Ces questions prégnantes ne sont évoquées que depuis peu dans les comités d’éthique. Les progrès spectaculaires du numérique permettront un jour d’améliorer le bien-être des personnes, à condition de réfléchir non à ce que nous pouvons en faire, mais à ce que nous voulons en faire. C’est pourquoi la plus importante association professionnelle internationale du numérique, l’institut des ingénieurs électriciens et électroniciens (IEEE), organisation savante mondiale, a lancé une initiative en 2016 pour réfléchir à une éthique relative aux systèmes autonomes, que le HLEG sur l’IA en Europe à mener une consultation sur les principes majeurs à adopter, que le GPAI (Global Partnership on AI) a été mis en place en juin 2020, comité international qui réfléchit à 4 axes fondamentaux : L’IA responsable, La gouvernance de données, L’avenir du travail et Innovation et commercialisation.
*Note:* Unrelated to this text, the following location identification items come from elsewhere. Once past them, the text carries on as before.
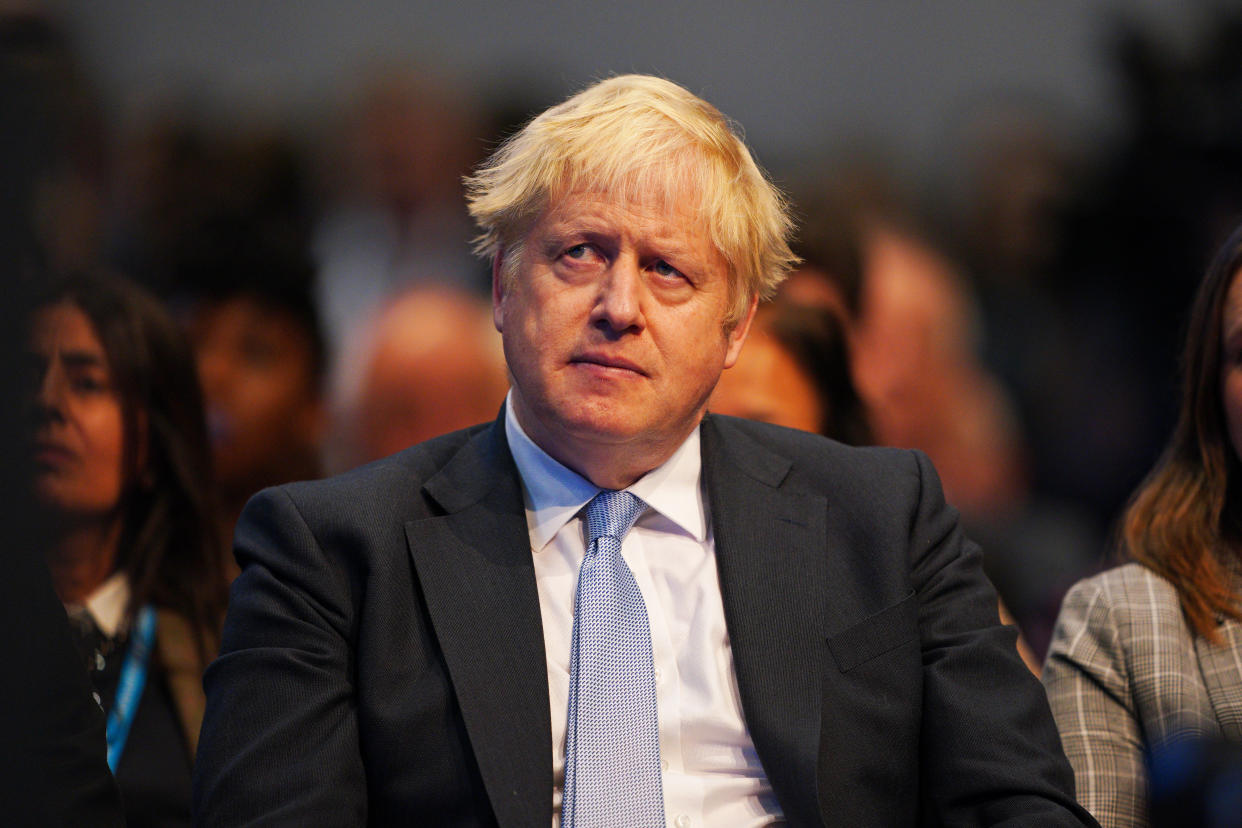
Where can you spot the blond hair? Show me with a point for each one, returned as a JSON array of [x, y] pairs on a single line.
[[639, 138]]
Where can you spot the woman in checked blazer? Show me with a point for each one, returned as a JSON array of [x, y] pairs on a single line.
[[1151, 652]]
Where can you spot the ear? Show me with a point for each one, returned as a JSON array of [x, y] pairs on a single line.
[[738, 335], [498, 289]]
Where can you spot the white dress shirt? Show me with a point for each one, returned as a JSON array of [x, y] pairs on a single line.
[[712, 775]]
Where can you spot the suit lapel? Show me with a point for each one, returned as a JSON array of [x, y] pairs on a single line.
[[773, 566], [477, 577]]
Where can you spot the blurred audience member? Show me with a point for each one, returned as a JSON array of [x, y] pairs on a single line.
[[261, 365], [249, 308], [795, 371], [430, 363], [123, 477], [917, 366], [1151, 652], [396, 216]]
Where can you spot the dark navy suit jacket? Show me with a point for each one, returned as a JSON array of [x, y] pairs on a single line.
[[383, 658]]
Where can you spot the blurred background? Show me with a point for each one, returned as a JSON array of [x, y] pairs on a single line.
[[1006, 205]]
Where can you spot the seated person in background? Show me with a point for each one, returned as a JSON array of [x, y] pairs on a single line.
[[1151, 652], [122, 476], [604, 607], [795, 371], [427, 363], [261, 360]]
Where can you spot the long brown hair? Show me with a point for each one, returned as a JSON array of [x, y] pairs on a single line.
[[1184, 520], [169, 540]]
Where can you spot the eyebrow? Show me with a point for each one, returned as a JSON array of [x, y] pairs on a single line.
[[82, 359]]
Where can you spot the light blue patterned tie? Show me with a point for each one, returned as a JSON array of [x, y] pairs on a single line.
[[612, 747]]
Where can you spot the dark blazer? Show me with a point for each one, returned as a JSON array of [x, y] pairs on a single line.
[[383, 658]]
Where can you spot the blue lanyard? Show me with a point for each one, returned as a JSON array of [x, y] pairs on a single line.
[[129, 689]]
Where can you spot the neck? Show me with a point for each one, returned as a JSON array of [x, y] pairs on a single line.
[[83, 558], [606, 464]]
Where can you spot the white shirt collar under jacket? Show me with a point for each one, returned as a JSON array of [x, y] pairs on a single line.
[[555, 493]]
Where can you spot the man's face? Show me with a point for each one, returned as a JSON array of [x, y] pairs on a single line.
[[614, 332], [263, 407]]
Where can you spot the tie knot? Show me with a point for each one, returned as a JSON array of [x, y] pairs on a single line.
[[611, 514]]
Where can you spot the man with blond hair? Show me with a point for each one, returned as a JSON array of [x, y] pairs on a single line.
[[607, 607]]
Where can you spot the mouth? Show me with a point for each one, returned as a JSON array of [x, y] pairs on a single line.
[[49, 453], [607, 363]]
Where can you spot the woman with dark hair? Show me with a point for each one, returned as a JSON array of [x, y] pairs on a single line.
[[795, 371], [1151, 652], [122, 474]]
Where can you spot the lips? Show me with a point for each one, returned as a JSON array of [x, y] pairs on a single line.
[[607, 361], [50, 452]]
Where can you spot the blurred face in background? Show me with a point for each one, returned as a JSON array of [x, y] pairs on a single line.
[[80, 447], [1231, 363], [768, 385], [261, 391]]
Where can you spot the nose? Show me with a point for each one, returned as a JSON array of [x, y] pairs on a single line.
[[619, 307]]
L’heure de la mise en pratique est arrivée. L’intelligence artificielle n’est plus une fantaisie futuriste, c’est aujourd’hui un vrai défi d’entreprise. À l’avenir, la transparence du numérique et les moyens d’encourager les industriels à suivre des chartes éthiques pourrait être fondamentales. Les entreprises ayant des normes claires pourraient être plus enclines à gagner la confiance de leurs clients et à éviter les problèmes juridiques. Il faut éviter un déficit de confiance mais également une confiance trop aveugle dans les programmes d’intelligence artificielle. Un certain nombre de valeurs éthiques sont importantes : la déontologie et responsabilité des concepteurs, l’émancipation des utilisateurs, l’évaluation, la transparence, l’explicabilité, la loyauté, et l’équité des systèmes, enfin l’étude de la co-évolution humain-machine (la machine s’adaptera à l’humain et l’humain à la machine).